Monday, September 10, 2012

Segment Ending Similarities



            Something I found interesting while reading the novel was the way Virginia Woolf ending each segment or section of the book (in this case, “segments” refers to the dialogue between the italicized sections). Page 18 is where the first segment ends. About 3 sentences from the end is the thing I found interesting, where Rhoda is attempting to pull herself out of her dream. The words she uses suggest a storm, prompted by the sentence, “Let me pull myself out of these waters.” The next sentence contains a variety of words that continue the metaphor: “heap themselves”, “sweep me between their great shoulders”, “turned”, “tumbled”, “stretched, among…these long waves”. By itself, the metaphor is insignificant; however, when you look at the end of the second segment on page 51, there is a similar metaphor.

In the ending, Neville is disembarking from a train onto a crowded platform.
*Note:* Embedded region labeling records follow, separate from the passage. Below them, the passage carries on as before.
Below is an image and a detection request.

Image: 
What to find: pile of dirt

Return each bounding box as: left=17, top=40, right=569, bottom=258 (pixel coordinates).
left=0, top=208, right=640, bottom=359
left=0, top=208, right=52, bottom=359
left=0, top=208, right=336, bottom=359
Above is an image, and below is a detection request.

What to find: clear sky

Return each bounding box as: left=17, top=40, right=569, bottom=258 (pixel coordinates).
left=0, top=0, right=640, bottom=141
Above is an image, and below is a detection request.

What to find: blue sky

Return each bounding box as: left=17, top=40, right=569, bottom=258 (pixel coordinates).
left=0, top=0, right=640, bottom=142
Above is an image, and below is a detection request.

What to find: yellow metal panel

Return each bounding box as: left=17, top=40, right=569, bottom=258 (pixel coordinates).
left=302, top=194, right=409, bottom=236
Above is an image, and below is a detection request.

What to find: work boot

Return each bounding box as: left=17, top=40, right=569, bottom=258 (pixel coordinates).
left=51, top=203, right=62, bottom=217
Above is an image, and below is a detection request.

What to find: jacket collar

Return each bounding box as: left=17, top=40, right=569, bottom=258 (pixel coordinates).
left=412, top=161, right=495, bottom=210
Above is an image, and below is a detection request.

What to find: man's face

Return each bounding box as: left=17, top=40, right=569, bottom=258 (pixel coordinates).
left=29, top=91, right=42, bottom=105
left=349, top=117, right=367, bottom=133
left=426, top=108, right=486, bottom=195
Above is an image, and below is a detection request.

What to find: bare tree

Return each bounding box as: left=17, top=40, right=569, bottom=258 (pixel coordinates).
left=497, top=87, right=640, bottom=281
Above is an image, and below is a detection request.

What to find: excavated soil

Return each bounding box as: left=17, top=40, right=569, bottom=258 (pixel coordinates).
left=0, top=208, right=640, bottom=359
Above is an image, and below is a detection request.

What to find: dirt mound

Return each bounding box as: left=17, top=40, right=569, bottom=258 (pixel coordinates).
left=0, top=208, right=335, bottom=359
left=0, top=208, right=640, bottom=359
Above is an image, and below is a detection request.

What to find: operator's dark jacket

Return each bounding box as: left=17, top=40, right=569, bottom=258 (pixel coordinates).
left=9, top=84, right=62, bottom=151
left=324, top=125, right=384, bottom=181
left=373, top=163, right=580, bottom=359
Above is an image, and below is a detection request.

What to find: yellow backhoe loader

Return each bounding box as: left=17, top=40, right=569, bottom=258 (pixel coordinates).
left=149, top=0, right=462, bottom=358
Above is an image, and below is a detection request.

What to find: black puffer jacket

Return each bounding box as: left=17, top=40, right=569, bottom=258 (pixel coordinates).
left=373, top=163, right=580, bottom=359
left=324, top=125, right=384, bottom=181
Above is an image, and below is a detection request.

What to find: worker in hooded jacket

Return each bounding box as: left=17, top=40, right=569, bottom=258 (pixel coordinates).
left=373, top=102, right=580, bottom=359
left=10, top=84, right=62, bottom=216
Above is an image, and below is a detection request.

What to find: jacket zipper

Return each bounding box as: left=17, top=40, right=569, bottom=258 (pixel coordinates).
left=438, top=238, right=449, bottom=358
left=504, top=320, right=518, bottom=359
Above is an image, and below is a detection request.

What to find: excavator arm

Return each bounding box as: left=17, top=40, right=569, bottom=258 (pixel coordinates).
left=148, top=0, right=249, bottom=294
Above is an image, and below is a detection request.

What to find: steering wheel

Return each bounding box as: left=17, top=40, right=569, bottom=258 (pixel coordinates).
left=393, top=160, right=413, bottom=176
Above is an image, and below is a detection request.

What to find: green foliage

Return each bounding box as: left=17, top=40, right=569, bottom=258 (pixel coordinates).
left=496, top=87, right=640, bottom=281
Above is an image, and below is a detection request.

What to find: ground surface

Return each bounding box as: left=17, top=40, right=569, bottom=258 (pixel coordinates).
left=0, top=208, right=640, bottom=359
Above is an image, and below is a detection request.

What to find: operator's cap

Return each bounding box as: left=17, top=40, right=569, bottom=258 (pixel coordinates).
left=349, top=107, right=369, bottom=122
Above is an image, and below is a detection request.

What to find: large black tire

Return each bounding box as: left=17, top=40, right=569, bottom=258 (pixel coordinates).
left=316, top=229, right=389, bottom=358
The metaphor describing the crowd begins about 6 sentences up from the bottom of the page with the sentence, “[The huge uproar] sounds and resounds under this glass roof like the surge of a sea.” Words in the following sentences continue the metaphor: “cast down”, “whirled asunder”, and “drawn in, tossed down, thrown sky-high” all bring to mind someone getting tossed about in the sea; in the next sentence, Neville “grasping tightly” gives me the image of someone holding onto a boat or a floatation device.

Both of these endings make a good connection to the italicized sections, which are always about the sun rising over the horizon of a beach. They also tie back into the name of the novel itself. I’ll need to pay attention and see whether the pattern continues for later segments.